Я знал, что, после того как сестры вернутся домой, мать вспомнит обо мне, поэтому бесшумно выскользнул из своего укрытия под окном и по усыпанной гравием дорожке подошел ко входу в дом, незаметно миновал парадную дверь и поднялся в свою классную комнату. На какое-то время я перестал думать о чуме спеков, но на следующий день попросил сержанта Дюрила сравнить нынешних солдат с теми, кто находился в его подчинении, когда они с отцом служили на границе. Как я и предполагал, сержант заявил, что выучка и моральные качества солдат прежде всего определяются достоинствами офицера, который ими командует, и что лучший способ быть уверенным в своих подчиненных – это самому всегда оставаться на высоте.
И хотя я уже слышал подобные изречения и раньше, я принял их как руководство к действию.
Глава 3
Девара
Я взрослел, одно время года сменялось другим. Тем долгим летом, когда мне исполнилось двенадцать, чтобы забраться в седло Гордеца, требовались его бесконечное терпение и вся моя мальчишеская ловкость. К тому дню, когда мне сравнялось пятнадцать, я уже мог положить руки на спину своего рослого скакуна и легко, не дрыгая бессмысленно ногами, запрыгнуть в седло. Эта перемена нравилась нам обоим.
Были и другие. С тощим, вечно недовольным мной учителем мы давно расстались. После него у меня сменились еще два преподавателя – наглядный пример того, что требования отца к моему воспитанию становились все более жесткими. Теперь по вечерам со мной занимался суровый наставник, на чьи уроки я не осмеливался опаздывать. Это был сухопарый старик со стянутыми в хвост седыми волосами и желтыми зубами, он обучал меня тактике, логике, а также письму и правильной речи на варнийском, официальном языке нашей древней родины. К сожалению, он не задумываясь использовал в качестве дополнительного аргумента очень гибкую линейку, которую, казалось, никогда не выпускал из рук. К тому же питался мастер Рортон, по-видимому, в основном чесноком и перцем, и его зловонное дыхание сводило с ума, когда я, сгорбившись, сидел за столом и аккуратнейшим образом выводил заданный урок, а он наблюдал за каждым движением моего пера, стоя у меня за спиной.
Днем своими знаниями и опытом со мной делился мастер Лейбсен, мрачный тип, приехавший к нам из далеких западных земель, он преподавал мне теорию и практику владения оружием. Я уже вполне прилично стрелял из пистолета и мушкета, стоя на земле и из седла.
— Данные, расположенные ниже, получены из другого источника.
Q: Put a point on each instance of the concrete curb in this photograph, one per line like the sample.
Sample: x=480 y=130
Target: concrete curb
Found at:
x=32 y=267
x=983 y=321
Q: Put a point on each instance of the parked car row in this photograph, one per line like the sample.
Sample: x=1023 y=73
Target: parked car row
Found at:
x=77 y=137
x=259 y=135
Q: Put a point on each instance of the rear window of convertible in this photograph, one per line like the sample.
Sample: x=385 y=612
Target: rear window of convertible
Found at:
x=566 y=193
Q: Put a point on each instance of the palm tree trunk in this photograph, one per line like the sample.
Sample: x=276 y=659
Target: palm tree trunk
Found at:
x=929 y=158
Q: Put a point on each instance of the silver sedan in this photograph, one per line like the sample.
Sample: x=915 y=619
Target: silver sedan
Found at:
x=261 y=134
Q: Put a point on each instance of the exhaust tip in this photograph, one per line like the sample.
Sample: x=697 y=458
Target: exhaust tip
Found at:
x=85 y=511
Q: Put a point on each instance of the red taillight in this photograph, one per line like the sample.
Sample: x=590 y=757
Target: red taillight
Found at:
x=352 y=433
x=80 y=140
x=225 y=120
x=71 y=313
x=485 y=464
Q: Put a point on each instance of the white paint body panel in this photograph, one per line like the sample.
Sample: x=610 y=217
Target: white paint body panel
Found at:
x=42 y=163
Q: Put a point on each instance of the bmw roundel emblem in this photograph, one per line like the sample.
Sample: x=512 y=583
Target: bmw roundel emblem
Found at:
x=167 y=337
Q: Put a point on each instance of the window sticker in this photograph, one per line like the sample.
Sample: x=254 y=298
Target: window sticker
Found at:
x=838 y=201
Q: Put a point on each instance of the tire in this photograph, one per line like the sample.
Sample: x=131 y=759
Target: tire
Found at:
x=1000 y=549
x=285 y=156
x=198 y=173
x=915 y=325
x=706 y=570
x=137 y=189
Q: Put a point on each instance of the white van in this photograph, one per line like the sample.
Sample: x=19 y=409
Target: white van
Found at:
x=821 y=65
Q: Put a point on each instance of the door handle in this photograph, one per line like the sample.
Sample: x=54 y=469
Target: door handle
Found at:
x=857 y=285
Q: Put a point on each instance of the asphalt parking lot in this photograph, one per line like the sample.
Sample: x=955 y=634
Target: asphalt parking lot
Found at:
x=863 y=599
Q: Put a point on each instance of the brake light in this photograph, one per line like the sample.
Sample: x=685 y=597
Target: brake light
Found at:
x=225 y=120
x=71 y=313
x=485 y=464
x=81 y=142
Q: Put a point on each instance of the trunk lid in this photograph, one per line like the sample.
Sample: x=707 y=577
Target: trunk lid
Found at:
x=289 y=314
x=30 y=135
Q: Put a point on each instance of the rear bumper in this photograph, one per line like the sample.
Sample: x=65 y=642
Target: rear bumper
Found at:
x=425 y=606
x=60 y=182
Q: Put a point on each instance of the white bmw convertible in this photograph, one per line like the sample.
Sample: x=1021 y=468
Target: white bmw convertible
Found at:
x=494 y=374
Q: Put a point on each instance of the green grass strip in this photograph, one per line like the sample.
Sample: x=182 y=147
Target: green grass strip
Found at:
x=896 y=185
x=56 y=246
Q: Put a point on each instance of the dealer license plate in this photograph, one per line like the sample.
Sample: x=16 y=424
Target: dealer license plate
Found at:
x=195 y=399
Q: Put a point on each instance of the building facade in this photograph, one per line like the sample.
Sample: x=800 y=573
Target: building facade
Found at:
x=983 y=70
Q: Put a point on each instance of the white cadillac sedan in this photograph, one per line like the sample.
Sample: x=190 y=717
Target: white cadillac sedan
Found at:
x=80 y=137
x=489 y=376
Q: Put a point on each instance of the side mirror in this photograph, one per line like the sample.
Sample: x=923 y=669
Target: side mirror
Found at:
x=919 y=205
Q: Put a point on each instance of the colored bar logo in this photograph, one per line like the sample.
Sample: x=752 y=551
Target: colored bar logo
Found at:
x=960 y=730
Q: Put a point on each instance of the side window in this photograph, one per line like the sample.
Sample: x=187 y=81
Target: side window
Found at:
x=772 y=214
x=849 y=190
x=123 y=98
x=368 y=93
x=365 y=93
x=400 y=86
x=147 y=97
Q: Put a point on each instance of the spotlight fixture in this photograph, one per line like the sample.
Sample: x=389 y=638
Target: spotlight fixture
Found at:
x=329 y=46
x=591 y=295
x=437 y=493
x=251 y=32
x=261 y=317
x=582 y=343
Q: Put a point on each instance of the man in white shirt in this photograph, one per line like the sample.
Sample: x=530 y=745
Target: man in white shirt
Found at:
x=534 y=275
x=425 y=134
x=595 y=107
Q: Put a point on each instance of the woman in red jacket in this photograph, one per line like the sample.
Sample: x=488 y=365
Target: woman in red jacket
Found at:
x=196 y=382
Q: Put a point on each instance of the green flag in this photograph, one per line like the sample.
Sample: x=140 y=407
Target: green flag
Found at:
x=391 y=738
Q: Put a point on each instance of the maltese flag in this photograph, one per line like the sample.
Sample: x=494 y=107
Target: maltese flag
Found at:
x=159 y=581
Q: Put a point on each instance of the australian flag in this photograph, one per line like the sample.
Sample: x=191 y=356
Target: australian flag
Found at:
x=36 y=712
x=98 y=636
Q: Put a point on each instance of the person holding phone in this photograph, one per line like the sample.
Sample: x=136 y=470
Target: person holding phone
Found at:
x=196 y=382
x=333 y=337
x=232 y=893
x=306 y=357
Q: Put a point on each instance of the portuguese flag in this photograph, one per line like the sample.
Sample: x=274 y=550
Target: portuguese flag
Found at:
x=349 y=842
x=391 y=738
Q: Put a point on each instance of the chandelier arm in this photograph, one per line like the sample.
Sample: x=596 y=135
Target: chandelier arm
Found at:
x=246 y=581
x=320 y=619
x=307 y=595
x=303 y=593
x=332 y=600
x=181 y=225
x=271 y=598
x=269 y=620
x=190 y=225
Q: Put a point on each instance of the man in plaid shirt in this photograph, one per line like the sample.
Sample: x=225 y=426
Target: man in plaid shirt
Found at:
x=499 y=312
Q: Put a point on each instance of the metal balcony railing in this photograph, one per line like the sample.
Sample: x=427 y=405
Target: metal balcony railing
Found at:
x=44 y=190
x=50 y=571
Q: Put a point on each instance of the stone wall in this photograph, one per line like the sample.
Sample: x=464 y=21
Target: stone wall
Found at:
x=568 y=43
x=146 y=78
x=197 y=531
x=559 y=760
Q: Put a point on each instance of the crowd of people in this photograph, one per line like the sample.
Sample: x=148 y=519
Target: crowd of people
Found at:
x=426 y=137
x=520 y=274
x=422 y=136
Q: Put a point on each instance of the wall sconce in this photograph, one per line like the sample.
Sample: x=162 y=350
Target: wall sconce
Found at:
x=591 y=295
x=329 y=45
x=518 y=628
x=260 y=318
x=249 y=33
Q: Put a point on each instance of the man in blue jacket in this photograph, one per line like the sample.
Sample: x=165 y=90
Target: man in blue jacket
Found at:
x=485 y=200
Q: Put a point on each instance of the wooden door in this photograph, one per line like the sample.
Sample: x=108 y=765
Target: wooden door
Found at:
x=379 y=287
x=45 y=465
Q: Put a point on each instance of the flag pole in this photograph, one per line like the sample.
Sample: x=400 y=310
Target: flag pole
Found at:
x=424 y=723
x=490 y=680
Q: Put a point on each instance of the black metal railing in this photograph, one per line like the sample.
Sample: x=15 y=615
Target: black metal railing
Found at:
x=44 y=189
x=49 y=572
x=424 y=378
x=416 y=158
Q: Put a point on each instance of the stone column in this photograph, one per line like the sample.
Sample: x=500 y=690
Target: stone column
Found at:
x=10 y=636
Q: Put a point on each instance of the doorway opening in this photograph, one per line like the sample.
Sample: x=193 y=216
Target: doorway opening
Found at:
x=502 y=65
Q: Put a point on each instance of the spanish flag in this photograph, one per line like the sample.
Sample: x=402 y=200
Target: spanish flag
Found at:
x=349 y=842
Он объяснял мне, как следует отмерять порох на глаз так же точно, как другие делают это при помощи весов, как самостоятельно отливать пули, поддерживать оружие в порядке и чинить его. Разумеется, мы тренировались, используя свинцовые пули. Более дорогие, железные, при помощи которых мы одержали победу над жителями равнин, естественно, отливали опытные кузнецы. Мой отец не видел необходимости тратить их на стрельбу по мишеням. Мастер Лейбсен научил меня также борьбе, боксу, владению палкой, фехтованию и, втайне от всех, после моих многочисленных просьб, метанию ножей и рукопашному бою кинжалом. Уроки Лейбсена я любил почти так же сильно, как ненавидел казавшиеся мне бесконечными вечерние занятия с мастером Рортоном с его вонью изо рта.
Весной того года, когда мне исполнилось шестнадцать, к нам приехал еще один учитель. Он пробыл у нас недолго, но запомнился мне больше остальных. Он поставил свой маленький шатер в низине у реки и ни разу не приблизился к нашему дому. Моя мать пришла бы в ужас и почувствовала себя оскорбленной, если бы узнала о том, что он находится менее чем в двух милях от ее юных дочерей, поскольку он был дикарем с равнин и исконным врагом моего отца.
В тот день, когда в мою жизнь вошел Девара, я, ничего не подозревая, выехал из дома вместе с отцом и сержантом Дюрилом. Отец время от времени приглашал нас на утренний объезд своих владений, и я решил, что так будет и на этот раз. Подобные прогулки всегда доставляли мне большое удовольствие. Мы никуда не торопились, останавливались, чтобы перекусить с кем-нибудь из отцовских воинов, заходили в дома и шатры, чтобы побеседовать с пастухами и садовниками. Я не взял с собой ничего лишнего, кроме того, что обычно может понадобиться во время неспешной прогулки верхом. Поскольку день выдался теплый, я не надел теплый плащ и остался в легкой куртке и широкополой шляпе, защищавшей от солнца. В той местности, где мы жили, только дурак выходил из дома без оружия. Я не стал брать пистолет, но на боку у меня висела старенькая, однако вполне надежная кавалерийская сабля.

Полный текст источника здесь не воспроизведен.